C’è un altro punto nel brano evangelico di Luca che mi pare molto importante e sul quale ho riflettuto a lungo. Noi siamo troppo abituati a leggere il Vangelo come una serie di insegnamenti, di direttive, di precetti, di comandi, di conoscenze che ci vengono da Cristo, e li riceviamo dall’esterno. Anche queste parole: «Amate i vostri nemici» (Luca 6, 27), le sentiamo risuonare nei nostri orecchi come se ci venissero dall’esterno.
Io penso che il cristianesimo comincia a nascere in noi quando ci identifichiamo col Cristo e sentiamo come urgenza insopprimibile della nostra esistenza quelle direttive che leggiamo nel Vangelo, e che devono essere nostre.
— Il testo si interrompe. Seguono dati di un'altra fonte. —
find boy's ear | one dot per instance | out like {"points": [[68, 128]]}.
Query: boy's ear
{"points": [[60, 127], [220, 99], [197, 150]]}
Ciascuno di noi dovrebbe sentirsi Cristo nella vita, cioè portatore di quella vita di Cristo che è la vita del Cristo e la vita stessa di Dio. Perciò io non devo perdonare perché Cristo mi ha detto di perdonare, ma devo perdonare perché in me vive Cristo, in me pulsa la vita; devo portare la vita non perché Cristo ha portato la vita e ha detto: «Io porto la vita», ma perché la vita vive, si esplica, si applica, si muove, mi rende inquieto e insoddisfatto finché non ho dato tutta la mia vita dove la vita manca.
L’identificarsi con Cristo non sembri una bestemmia o una presunzione orgogliosa. Liberiamoci da tutti i concetti di falsa umiltà che ci sono stati inculcati: ciascuno di noi deve essere Cristo non per orgoglio, ma per trasformazione della nostra natura umana nella natura di Cristo. Io devo esser vivo: ovunque la mia persona passa, deve creare e diffondere i doni di vita come Dio.
Il fatto di perdonare, di amare, di donare, di donare nella maniera più folle – «Da’ a chi ti chiede, senza domandare indietro; a chi ti domanda il mantello, da’ anche la tunica» (Luca 6, 29-30) -, non deve essere osservato perché Dio ce l’ha detto, ma perché tale deve essere la nostra natura, se vogliamo essere cristiani.
Come il pane che si lascia transustanziare sull’altare, così ognuno di noi deve essere un pane che si lascia trasformare nella realtà di Cristo; allora tutto sarà semplice, tutto sarà naturale e tutto sarà conforme alle grandi leggi della vita.